What “add voice” actually means
The phrase is ambiguous. It can mean three different things:
- Voice output (read-aloud): a button that narrates your page content, usually for accessibility.
- Voice input (dictation): a mic icon in a form that transcribes what the user says into text.
- Voice conversation (AI agent): a two-way spoken exchange — visitor talks, AI answers, page updates in real time. This is what Spelo does.
Most businesses want the third but implement the first, then wonder why engagement did not change. Read-aloud is table stakes. Conversation is what converts.
The four approaches, compared
| Approach | Cost | Voice quality | Interactivity | Setup | Best for |
|---|---|---|---|---|---|
| Browser text-to-speech | Free | Robotic | None — read-only | ~10 lines of JavaScript | Accessibility read-aloud only |
| Chatbot + TTS add-on | $20–$100/mo | OK | Text in, audio out | Two tools to maintain | Teams already using a chatbot |
| Hosted voice widget (e.g., Spelo) | $0–$499/mo | Natural | Full-duplex voice | One script tag | Any site that wants a real conversation |
| Custom voice agent | $5,000+ build, $500+/mo run | Natural | Whatever you build | Weeks of engineering | Enterprises with unique requirements |
Option 1 — browser text-to-speech
Every modern browser ships with the SpeechSynthesis API.

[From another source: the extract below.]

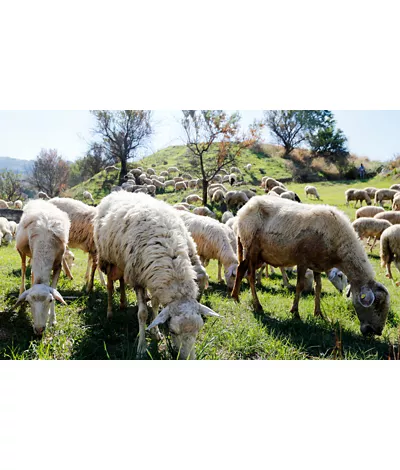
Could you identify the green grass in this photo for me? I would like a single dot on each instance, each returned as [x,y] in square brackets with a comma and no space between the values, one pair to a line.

Ten lines of JavaScript and you can make any page read itself aloud. It is free, it works
offline, and it sounds exactly like a 2010-era GPS. Use it if your only goal is a
read-aloud accessibility button.
Option 2 — chatbot plus a TTS add-on
Take an existing text chatbot (Intercom, Drift, Tidio) and layer a TTS service on top so the bot can speak its replies. You get a voice that sounds better than browser TTS and a familiar chat UI. You also get two systems to pay for, two consoles to manage, and a conversation that still feels like typing in disguise — the visitor has to wait for the bot to write before it speaks.
Option 3 — a hosted voice widget
Paste one script tag. Get full-duplex voice — the visitor can interrupt the agent, the agent can scroll the page, fill filters, and answer in context. This is what Spelo does. Free tier for small sites, usage-based paid plans for growing businesses.
The install is literally this:
<script src="https://spelo.ai/widget.js"
data-site-id="YOUR_SITE_ID"
async></script> That is the whole integration. The widget reads your page content on demand — no scheduled indexing, no database sync jobs. When you update a product or publish a blog post, the voice agent knows about it instantly.
Option 4 — custom voice agent
Build the whole thing yourself: a speech-to-text model, a large language model, a text-to-speech model, and realtime orchestration to make them interrupt each other naturally. Expect six to twelve weeks of engineering, a four-figure monthly cloud bill, and a latency budget of under 300 ms round-trip to feel human. Worth it for enterprises with unique requirements — overkill for a small business.
Which one should you pick?
- Accessibility only: browser TTS. Free, no vendor.
- Small business site, blog, or landing page: hosted voice widget. Spelo free tier covers most small sites.
- E-commerce or lead-gen site: hosted voice widget with database connection. Spelo Starter or Pro.
- Enterprise with unusual rules (healthcare, fintech): custom build or Spelo Enterprise with dedicated infrastructure.